As he sat each woman in a separate box, each individual receiving her own box, he pictured their lifeless figures lying prone in a secluded cottage, their breasts falling to either side of a motionless chest and their legs splayed for his easy access. So much body, so much beautiful skin for him to explore. His palms sweated with anticipation as he lightly pressed each woman into their container. He would soon fulfill those sick desires that had led a once distraught man to reinvent himself as a murdering magician.

 

Yet as each damsel was shut away, the officers on either side of the stage burst from their momentary limbo and rushed to the performer in a flurry of falling hats, waving batons, and cries from the audience. Townspeople leapt to their feet in surprise as the mob of police made their entrance, mustached men grabbing hold of their wives and mistresses in preparation of protection.
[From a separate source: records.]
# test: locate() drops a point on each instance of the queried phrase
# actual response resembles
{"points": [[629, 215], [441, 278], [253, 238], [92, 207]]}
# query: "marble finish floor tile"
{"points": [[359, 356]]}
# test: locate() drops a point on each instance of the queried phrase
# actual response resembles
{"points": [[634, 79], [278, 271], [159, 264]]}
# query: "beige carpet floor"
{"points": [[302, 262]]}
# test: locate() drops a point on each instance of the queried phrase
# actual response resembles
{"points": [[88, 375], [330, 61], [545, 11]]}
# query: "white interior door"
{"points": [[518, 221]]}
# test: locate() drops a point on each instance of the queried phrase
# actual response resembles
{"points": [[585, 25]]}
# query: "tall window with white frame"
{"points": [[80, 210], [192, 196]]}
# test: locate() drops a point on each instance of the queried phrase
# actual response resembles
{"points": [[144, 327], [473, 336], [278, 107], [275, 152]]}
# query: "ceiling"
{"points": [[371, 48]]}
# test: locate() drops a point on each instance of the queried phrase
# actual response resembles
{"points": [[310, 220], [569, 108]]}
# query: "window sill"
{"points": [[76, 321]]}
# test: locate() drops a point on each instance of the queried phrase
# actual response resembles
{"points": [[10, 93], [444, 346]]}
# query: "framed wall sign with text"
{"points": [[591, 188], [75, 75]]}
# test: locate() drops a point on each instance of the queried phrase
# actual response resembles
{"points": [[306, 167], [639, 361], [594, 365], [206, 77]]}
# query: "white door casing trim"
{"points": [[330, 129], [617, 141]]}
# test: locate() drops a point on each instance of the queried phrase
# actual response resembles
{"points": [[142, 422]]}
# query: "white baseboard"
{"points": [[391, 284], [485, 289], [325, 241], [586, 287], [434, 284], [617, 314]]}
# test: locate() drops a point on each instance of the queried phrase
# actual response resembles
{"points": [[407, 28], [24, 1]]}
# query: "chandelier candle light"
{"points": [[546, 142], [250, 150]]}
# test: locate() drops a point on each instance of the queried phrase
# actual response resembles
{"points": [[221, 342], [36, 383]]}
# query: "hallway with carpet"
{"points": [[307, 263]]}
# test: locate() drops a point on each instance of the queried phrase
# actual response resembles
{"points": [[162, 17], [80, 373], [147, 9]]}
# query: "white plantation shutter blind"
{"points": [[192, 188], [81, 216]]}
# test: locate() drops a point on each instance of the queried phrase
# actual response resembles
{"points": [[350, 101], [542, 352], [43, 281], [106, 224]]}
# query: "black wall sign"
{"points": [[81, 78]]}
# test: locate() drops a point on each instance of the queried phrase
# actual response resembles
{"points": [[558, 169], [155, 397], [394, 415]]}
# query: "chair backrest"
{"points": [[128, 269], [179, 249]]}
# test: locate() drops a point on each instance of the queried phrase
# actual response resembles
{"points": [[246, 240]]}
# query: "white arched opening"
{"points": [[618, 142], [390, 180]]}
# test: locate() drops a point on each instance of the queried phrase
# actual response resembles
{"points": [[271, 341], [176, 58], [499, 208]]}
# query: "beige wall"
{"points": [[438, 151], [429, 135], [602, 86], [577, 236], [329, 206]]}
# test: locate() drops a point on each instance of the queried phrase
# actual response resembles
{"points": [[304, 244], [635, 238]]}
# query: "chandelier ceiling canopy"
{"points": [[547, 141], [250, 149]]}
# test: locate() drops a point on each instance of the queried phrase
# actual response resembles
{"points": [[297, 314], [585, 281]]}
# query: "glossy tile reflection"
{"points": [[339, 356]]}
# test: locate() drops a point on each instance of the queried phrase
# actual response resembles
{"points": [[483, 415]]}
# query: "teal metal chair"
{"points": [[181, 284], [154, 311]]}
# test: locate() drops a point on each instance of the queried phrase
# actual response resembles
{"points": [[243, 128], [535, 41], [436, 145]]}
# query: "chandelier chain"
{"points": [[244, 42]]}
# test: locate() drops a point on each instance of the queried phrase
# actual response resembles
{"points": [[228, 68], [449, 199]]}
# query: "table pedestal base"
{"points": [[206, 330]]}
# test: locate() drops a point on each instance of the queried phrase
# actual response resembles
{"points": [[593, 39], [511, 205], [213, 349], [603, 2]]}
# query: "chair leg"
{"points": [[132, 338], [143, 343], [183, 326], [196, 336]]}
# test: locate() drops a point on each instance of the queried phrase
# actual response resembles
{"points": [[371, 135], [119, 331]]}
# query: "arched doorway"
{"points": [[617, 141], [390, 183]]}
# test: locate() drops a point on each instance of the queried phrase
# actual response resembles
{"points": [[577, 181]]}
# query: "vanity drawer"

All the while, the performer stood frozen in place, staring at the powerful men that surrounded him, blocking any chance of him carrying out the trick and exiting the building with his prizes.

 

Before long, the theater grew silent, every soul holding their breath as individuals waited in terror for either the police or the performer to make the first move. Sweat dripped loudly on the wooden stage, a single sound that would be momentarily interrupted by the banging of four women in four boxes, uncertain of the occurrences beyond their dark world.

 

The once free man, petrified on stage, stared back at hundreds of judging eyes as they scrutinized the twitching of his muscles. He could not help but recede into the safety of his own mind, albeit an often dangerous place to linger. He settled there momentarily, hoping for an escape from the immediate threat, and found that instead of sanctuary, the walls of his skull began to creep in upon his brain, just as the surprising strength of a small town police department slowly inched towards his frightened form. He longed to scream, yearned to cry out in fear and run from that theater as fast as he could, though instead he found himself speaking to the one human that understood his criminal behavior:

 

Baby, I’m so scared. Prepared for what I have coming but scared of jail and how I’ll fair in there. Baby, I want to go home. Please, let me wake up from this dream and realize that I am not me, but really am an entirely different man with a family and a safe place to be free. Oh Baby, I wish I could go back to the day you left. How happy we were. How young our minds had been. How pure our bodies were, untouched, unsoiled, ready to experience the depths of love with one another. I wish I didn’t try that trick. I’m sorry, Baby. I wish there was a way to go back to that day and say this is not what we should pick. Do a different trick. But you wanted to help, and I wanted to experiment with a gun, and in one flash it had all been undone. You were dead before anything could be said.

 

Baby, it was wrong. I needed to do it but it was wrong. We hadn’t truly expressed our love as lovers do, I had never given myself before, and I took your lifeless figure as a means of fulfillment. Forgive me, Baby. All these women, these pulseless, random women, are the tools of a fool that is trying to reach you and feel closer to something he once had. I miss you, Baby. I miss when you were warm. Now they’re all growing cold and growing mold, a sickness I don’t wish to hold.

Baby. They’re all staring at me. These people are watching me on stage. They seem to be angry. They look to be in rage, and I am trapped within a cage. They’re getting closer. Oh, here they come. Baby, please help me. I want to be with you. These people are mean. I don’t know what to do. Baby, they are so close. Can you feel my pulse? Can you hear it? Baby?